21 Haziran 2019 Cuma Saat 07:42
Asrın
Hukuk Bürosu’nun yaptığı açıklamanın tamamı şu şekilde:
“Basına
ve Kamuoyuna
Müvekkilimiz
Sayın Abdullah Öcalan ile İmralı Ada Cezaevi’nde 18.06.2019 tarihinde bir
avukat görüşmesi gerçekleştirdik.
Sayın
Öcalan diğer görüşmelerde olduğu gibi bu görüşmede de birçok konuda
değerlendirmeler yapmış ve görüşlerini paylaşmıştır. Bu konular genel olarak
açlık grevleri, Türk-Kürt ilişkileri, Kürt tarihi, kişiliği ve kültürü, Suriye
ve Kuzey Suriye’deki durum ve olasılıklar, Demokratik Siyaset-Demokratik
İttifak imkân ve yöntemleri, Türkiye’deki güncel siyaset ve olası gelişmelere
dair olmuştur.
Sayın
Öcalan aynı zamanda güncel siyaset ve olası gelişmeler ile ilgili bir metin
kaleme almıştır. Bu metnin de görüşmenin içeriği ile birlikte, öncelikli olarak
metnin ilk muhatabı olan HDP ile paylaşılmasını ve görüşülmesini istemiştir.

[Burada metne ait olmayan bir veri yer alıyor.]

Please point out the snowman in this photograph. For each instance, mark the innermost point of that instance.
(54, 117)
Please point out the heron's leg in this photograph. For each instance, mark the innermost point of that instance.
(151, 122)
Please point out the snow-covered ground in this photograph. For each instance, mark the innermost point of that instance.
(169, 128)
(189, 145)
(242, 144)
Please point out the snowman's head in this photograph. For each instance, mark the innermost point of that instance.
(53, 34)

Bizler de Sayın Öcalan’ın talebi doğrultusunda yapmış olduğu değerlendirmeleri
ve yazıyı, görüşmeden sonra HDP kurulları ve yetkilileri ile paylaşarak 21
Haziran 2019 Cuma günü kamuoyunu bilgilendirme planlaması yaptık. Bu konuda
belirttiğimiz muhataplar dışında bir paylaşımımızın olmadığını da özellikle
belirtmek isteriz.
Biz
kendi planlamamız doğrultusunda hazırlıklarımızı ve görüşmelerimizi yaparken
Ali Kemal Özcan isimli kişinin basınla paylaşımlarını gördük. Özcan, Perşembe
akşam saatlerinde büromuz avukatları ile de temas kurmaya çalışarak İmralı’da
görüşme yaptığını iddia etmişti. İmralı’ya avukat olmayan bir kişinin
götürüleceğine dair bir bilgiye sahip değildik. 2 Mayıs tarihinden bu yana
gerçekleşen tüm görüşmelerde uyguladığımız üzere, müvekkilimizin mesajlarını
önce muhataplarıyla akabinde kamuoyu ile paylaşan bir tutum içerisindeyiz.

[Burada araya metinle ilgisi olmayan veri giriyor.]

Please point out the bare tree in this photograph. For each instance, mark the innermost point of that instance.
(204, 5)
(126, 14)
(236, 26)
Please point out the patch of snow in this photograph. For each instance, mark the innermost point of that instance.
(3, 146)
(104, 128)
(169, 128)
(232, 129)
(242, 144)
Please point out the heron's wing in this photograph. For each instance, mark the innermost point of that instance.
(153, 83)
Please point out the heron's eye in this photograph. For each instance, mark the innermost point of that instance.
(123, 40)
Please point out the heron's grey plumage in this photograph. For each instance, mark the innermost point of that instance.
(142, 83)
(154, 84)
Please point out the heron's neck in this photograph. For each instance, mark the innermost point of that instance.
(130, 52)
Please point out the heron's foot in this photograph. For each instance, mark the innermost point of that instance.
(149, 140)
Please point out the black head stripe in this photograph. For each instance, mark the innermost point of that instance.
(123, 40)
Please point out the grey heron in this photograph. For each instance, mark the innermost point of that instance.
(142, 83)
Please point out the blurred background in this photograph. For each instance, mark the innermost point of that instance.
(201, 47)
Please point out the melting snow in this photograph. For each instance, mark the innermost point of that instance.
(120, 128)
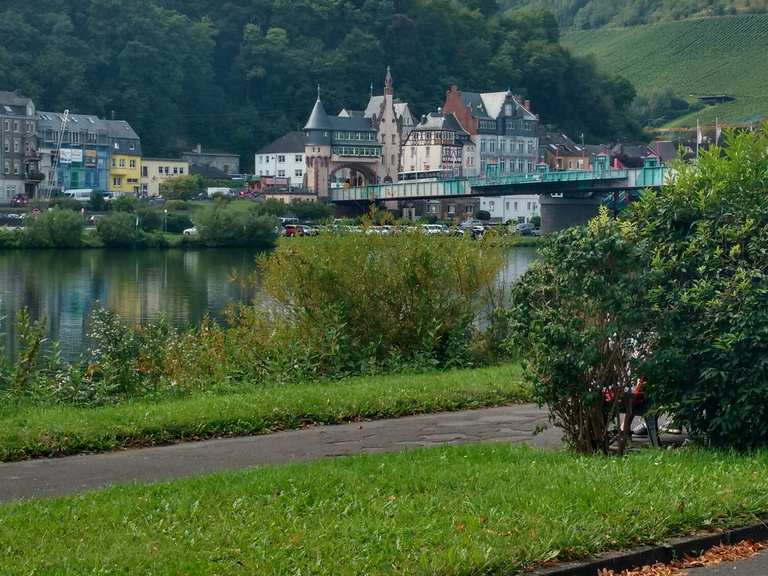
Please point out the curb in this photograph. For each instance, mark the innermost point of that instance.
(663, 553)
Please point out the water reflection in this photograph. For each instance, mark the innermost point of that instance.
(62, 286)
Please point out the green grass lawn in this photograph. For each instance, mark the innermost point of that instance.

Müvekkilimizin duruşu ve sözlerinin toplumsal politik bağlamda taşıdığı önemin
bilincindeyiz ve açıklamalarımızda da bu sorumluluğu ve dikkati sergilemek
çabasındayız. Dolayısıyla 2 Mayıs’tan bu yana yoğunlaştığı haliyle İmralı ve
müvekkilimiz hakkında bizimle temasa geçmeye çalışan her kişi ve kuruma karşı
da bu dikkat ve sorumlulukla yaklaşmak zorundayız. Özcan’ın gerçekleştirdiğini
söylediği görüşmesine dair ifade ettiği hususlar, bunları kamuoyu ile paylaşma
biçimi ve kullandığı kavramlar kendisini bağlayacak hususlardır. Bizim
müvekkilimizle görüşmeden bunları teyit etmek ya da yanıt vermek durumumuz
bulunmamaktadır.
Sayın
Öcalan’ın 18.06.2019 tarihli görüşmemizde kaleme almış olduğu yazıyı
açıklamanın ekinde kamuoyu ile paylaşıyoruz.
Sayın
Öcalan metnin her bir cümlesinin bir kitap mahiyetinde olduğunu ifade ederek,
metnin içeriği ile birlikte değerlendirilmesi gereken görüş ve önerilerde
bulundu.
Çözüm
odaklı daha geniş mesajları olacağını ve kendisinin de buna “umut dediğini
ifade etmiştir. Daha önceki görüşmelerde de kutuplaştırıcı dile yaptığı
vurguyu yinelemiş üçüncü yolu korumak gerektiğini belirtmiştir.
Sayın
Öcalan güncel tartışmalar bağlamında demokrasi ittifakının ikilemlere taraf ve
payanda yapılmaması gerektiğini belirtirken HDP’nin üçüncü yolu esas alarak
bunu koruması gerektiğini ifade etmiştir. Bu iki kutuplu halin cumhuriyetin
kurulmasından beri var olduğunu ve bu koşullarda bir demokrasi ittifakı ve
üçüncü çizgi olarak HDP gibi bir partiyi kurmanın ve yürütmenin tehlikeli ve
büyük bir cesaret işi olduğunu söylemiştir. Bir demokratik ittifak olarak
HDP’nin cesaretle ve akılla bir katalizör gibi tüm siyasi yapıları
demokratikleşmeye çağıracak demokratik müzakere ve çözüm siyaseti geliştirmesi
gerektiğini paylaşmıştır.
Sayın
Öcalan HDP’de vücut bulan demokratik ittifak anlayışının güncel seçim
tartışmalarına taraf ve payanda yapılmaması gerektiğini ifade ederken toplumsal
uzlaşıyı kast ettiğini, kutuplaştırmaya, ikili duruma tuz biber olunmaması
gerektiğini söylemiştir. Kutuplaşma siyasetinin hakaret söylemleri ve demagoji
ile bir çatışma ve savaş siyaseti olduğunu, HDP’nin kendi yolunu koruması
gerektiğini düşünmektedir. Bu hususların HDP ile görüşülmesini ve
tartışılmasını söylemiş, bununla birlikte siyasi bir parti olarak HDP’nin
çalışmalarını HDP’nin kendisinin yaptığını ve kararlarını da HDP’nin vereceğini
belirtmiştir.
Sayın
Öcalan HDP’nin demokratik ittifak ve demokratik müzakere partisi olduğunu, bunu
hayata geçirmek ve uygulamak için de bir ittifak partisi olan HDP’nin kendi
içindeki ittifaklarla da siyasetini güçlendirmesi gerektiğini düşünmektedir.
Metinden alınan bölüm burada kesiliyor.